Eine halbe Million Packungen Hydroxychloroquin mehr verkauft |
Daniela Hüttemann |
11.06.2020 11:00 Uhr |
In kurzer Zeit zum Blockbuster geworden: Das Malaria- und Rheumamittel Hydroxychloroquin. Doch mittlerweile wurden die Erwartungen als Covid-19-Mittel gedämpft. / Foto: Getty Images/XiaoZhou
In den USA haben sich Forscher die Apothekenabgabezahlen für Hydroxychloroquin, Chloroquin, Azithromycin sowie die zehn normalerweise meist verschriebenen Arzneimitteln, darunter der ACE-Hemmer Lisinopril sowie der Angiotensin-Rezeptorblocker Losartan, zwischen dem 16. Februar und 25. April auf wöchentlicher Basis genauer angesehen und mit den Vorjahreswerten verglichen.
In die Auswertung flossen die Daten von 58.332 Apotheken ein, darunter Ketten, inhabergeführte und Versandapotheken in allen 50 US-Bundesstaaten. Einen Peak insgesamt, also für alle Arzneistoffe, gab es in der Woche vom 15. bis 21. März, berichten die Autoren vom Brigham and Women’s Hospital, Boston, dem Versicherer Boston Healthcare System sowie dem kalifornischen Telemedizin-Anbieter GoodRx in einem Research Letter im Fachjournal »JAMA«. Kurz zuvor, am 11. März, hatte die Weltgesundheitsorganisation WHOCovid-19 zur Pandemie erklärt. Am 13. März riefen die USA den nationalen Notfall aus.
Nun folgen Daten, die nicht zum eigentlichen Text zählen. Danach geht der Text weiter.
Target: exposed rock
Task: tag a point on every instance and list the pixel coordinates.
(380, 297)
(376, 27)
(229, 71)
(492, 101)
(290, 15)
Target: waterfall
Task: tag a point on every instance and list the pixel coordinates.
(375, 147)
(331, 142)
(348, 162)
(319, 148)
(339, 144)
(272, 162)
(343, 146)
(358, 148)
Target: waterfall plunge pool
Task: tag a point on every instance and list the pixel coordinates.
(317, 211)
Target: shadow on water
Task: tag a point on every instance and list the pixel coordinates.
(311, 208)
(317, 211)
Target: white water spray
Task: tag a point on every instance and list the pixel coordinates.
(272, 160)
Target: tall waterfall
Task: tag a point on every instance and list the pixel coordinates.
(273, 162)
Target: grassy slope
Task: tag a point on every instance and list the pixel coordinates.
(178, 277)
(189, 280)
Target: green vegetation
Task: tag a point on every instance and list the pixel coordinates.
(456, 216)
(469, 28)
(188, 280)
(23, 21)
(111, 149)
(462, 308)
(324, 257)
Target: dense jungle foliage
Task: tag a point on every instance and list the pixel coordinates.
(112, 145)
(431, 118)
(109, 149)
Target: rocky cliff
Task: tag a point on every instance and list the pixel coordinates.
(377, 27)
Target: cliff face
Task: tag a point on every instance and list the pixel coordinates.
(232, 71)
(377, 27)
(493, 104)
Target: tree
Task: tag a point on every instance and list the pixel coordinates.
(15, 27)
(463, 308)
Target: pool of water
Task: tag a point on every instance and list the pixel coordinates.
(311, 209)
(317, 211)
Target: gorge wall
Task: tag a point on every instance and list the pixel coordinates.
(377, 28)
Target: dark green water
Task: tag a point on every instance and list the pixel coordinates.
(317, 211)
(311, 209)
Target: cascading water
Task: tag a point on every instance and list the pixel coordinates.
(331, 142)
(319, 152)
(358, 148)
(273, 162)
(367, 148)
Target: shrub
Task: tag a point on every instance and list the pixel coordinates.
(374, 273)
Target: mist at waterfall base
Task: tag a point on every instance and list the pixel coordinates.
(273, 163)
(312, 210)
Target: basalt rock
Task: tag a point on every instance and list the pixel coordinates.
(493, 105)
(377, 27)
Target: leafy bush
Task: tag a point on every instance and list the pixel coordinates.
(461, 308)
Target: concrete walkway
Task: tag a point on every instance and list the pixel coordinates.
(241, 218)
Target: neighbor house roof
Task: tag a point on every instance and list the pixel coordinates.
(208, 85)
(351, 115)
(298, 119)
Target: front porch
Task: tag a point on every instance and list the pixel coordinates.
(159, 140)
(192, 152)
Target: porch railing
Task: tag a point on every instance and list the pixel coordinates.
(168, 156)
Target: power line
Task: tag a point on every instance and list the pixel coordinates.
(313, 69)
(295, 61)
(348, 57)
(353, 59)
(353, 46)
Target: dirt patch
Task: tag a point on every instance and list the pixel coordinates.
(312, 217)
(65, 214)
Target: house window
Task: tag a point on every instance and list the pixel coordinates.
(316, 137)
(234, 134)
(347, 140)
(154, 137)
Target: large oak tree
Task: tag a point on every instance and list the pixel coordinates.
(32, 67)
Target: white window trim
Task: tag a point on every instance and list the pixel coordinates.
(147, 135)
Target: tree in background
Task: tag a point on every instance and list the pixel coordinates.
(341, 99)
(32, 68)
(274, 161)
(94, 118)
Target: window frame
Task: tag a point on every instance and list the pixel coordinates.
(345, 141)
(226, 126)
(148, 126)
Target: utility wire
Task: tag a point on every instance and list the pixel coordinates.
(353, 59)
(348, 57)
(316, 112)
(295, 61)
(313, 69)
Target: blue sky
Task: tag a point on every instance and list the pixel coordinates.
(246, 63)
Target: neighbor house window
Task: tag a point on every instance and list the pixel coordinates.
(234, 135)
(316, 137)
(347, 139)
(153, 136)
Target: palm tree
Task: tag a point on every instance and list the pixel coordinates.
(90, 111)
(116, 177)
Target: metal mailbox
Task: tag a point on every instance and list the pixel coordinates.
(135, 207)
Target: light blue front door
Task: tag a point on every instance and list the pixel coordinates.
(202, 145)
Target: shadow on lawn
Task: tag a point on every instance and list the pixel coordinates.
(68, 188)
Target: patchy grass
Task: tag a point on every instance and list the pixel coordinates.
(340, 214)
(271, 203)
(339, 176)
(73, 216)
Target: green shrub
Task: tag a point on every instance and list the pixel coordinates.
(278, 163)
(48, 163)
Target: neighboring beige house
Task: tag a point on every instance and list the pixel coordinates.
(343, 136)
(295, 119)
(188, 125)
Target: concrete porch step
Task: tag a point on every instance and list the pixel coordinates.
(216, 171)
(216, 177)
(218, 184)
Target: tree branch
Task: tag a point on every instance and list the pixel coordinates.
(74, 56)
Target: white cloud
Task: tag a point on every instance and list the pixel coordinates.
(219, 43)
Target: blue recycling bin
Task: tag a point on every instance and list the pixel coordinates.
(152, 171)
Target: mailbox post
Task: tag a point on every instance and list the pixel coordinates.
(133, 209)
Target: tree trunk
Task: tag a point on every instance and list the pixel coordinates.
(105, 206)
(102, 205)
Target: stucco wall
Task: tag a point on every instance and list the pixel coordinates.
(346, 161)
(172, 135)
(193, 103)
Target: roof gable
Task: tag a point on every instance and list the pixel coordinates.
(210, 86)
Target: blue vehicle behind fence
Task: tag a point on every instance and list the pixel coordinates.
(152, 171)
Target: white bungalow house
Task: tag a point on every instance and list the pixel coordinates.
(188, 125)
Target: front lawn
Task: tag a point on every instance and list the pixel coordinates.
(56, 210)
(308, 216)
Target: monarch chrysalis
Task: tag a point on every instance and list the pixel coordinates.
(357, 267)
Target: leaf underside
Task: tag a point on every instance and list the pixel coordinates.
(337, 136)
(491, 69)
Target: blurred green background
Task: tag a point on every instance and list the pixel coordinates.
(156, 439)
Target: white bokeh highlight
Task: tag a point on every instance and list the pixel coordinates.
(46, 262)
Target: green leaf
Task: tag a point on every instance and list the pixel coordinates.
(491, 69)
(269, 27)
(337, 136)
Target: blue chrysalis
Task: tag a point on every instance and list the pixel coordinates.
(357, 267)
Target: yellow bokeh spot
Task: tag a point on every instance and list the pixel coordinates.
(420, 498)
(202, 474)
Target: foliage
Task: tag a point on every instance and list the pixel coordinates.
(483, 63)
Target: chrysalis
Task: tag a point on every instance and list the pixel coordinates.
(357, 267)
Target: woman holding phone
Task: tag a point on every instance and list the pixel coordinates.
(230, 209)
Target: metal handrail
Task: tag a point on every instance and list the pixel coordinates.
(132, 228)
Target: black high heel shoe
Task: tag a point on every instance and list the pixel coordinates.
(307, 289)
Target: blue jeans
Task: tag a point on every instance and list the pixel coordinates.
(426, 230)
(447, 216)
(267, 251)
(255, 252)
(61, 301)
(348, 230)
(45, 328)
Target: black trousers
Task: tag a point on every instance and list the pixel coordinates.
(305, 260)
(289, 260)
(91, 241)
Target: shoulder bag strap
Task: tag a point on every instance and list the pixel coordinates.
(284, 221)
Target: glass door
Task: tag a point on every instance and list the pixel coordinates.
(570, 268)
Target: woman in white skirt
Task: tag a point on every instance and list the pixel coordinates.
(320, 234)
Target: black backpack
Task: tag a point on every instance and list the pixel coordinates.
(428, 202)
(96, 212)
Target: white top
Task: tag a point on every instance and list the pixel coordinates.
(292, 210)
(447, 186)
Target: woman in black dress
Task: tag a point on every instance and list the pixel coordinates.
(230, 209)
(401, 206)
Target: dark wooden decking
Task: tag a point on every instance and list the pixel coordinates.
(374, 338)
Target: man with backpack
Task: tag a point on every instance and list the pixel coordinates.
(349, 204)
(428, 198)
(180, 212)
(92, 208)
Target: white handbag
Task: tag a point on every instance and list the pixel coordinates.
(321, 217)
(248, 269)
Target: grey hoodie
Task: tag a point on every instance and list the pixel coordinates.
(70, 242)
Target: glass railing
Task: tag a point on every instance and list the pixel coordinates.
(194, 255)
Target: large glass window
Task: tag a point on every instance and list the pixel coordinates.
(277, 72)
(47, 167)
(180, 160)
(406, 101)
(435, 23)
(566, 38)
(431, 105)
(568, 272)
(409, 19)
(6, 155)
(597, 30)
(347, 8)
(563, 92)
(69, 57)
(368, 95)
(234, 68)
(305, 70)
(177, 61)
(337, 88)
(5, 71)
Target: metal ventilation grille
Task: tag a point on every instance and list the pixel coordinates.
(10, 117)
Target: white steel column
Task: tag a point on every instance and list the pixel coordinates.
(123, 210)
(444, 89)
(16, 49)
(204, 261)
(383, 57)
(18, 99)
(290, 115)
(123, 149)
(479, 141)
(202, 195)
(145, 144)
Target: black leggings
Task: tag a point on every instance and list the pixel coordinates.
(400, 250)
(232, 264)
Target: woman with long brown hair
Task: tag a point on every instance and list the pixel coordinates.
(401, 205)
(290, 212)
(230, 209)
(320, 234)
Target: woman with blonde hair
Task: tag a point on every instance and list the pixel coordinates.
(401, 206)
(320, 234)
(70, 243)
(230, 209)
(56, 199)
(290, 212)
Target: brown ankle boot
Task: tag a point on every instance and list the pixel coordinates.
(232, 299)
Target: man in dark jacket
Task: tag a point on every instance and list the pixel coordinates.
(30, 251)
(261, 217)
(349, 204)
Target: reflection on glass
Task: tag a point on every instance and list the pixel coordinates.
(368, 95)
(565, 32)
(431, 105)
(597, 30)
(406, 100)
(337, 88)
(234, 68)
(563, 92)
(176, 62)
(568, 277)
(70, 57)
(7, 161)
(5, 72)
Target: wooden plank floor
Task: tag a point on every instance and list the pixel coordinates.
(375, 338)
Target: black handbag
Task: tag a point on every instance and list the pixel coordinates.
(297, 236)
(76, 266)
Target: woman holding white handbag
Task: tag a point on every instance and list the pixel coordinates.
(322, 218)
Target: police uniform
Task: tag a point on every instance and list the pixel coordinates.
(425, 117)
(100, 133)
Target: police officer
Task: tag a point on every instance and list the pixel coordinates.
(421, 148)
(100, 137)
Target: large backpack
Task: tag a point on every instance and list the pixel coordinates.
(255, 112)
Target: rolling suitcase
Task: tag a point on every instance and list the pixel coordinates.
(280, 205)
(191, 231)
Am 17. März erschien eine erste nicht-randomisierte Studie, die einen Nutzen von Hydroxychloroquin suggerierte – und am 19. März kam die persönliche Empfehlung von US-Präsident Donald Trump, den Arzneistoff bei Corona-Patienten einzunehmen.
In dieser Woche, also vom 15. bis 21. März, gab es ein Plus von 1.977,0 Prozent bei den Hydroxychloroquin- und Chloroquin-Packungen mit 28 oder weniger Tabletten im Vergleich zum Vorjahreszeitraum: von 2.208 Packungen in der Kalenderwoche 12 im Vorjahr auf 45.858 in diesem Jahr. Bei den größeren Packungen fiel der prozentuale Anstieg zwar moderater, aber immer noch deutlich aus, zumal sie mengenmäßig klar überwiegen: Für die N2-Packungen mit 28 bis 60 Tabletten von 70.472 auf 196.606 belieferte Verordnungen (+179,0 Prozent); für die Großpackungen mit mehr als 60 Tabletten von 44.245 auf 124.833 Exemplare (+182,1 Prozent). Dieser Peak korrespondiere mit den Internet-Suchanfragen zu den zwei Wirkstoffen, schreiben die Autoren um Haider J. Warraich.
Am Studienende, also Ende April, wurden immer noch 848,4 Prozent mehr kleine Packungen und 53,3 Prozent mehr mittlere Packungen Hydroxychloroquin und Chloroquin beliefert, während 64,0 Prozent weniger Großpackungen abgegeben wurden. Das Nutzen-Risiko-Verhältnis der Malaria- und Rheumamittel bei Covid-19bleibt umstritten.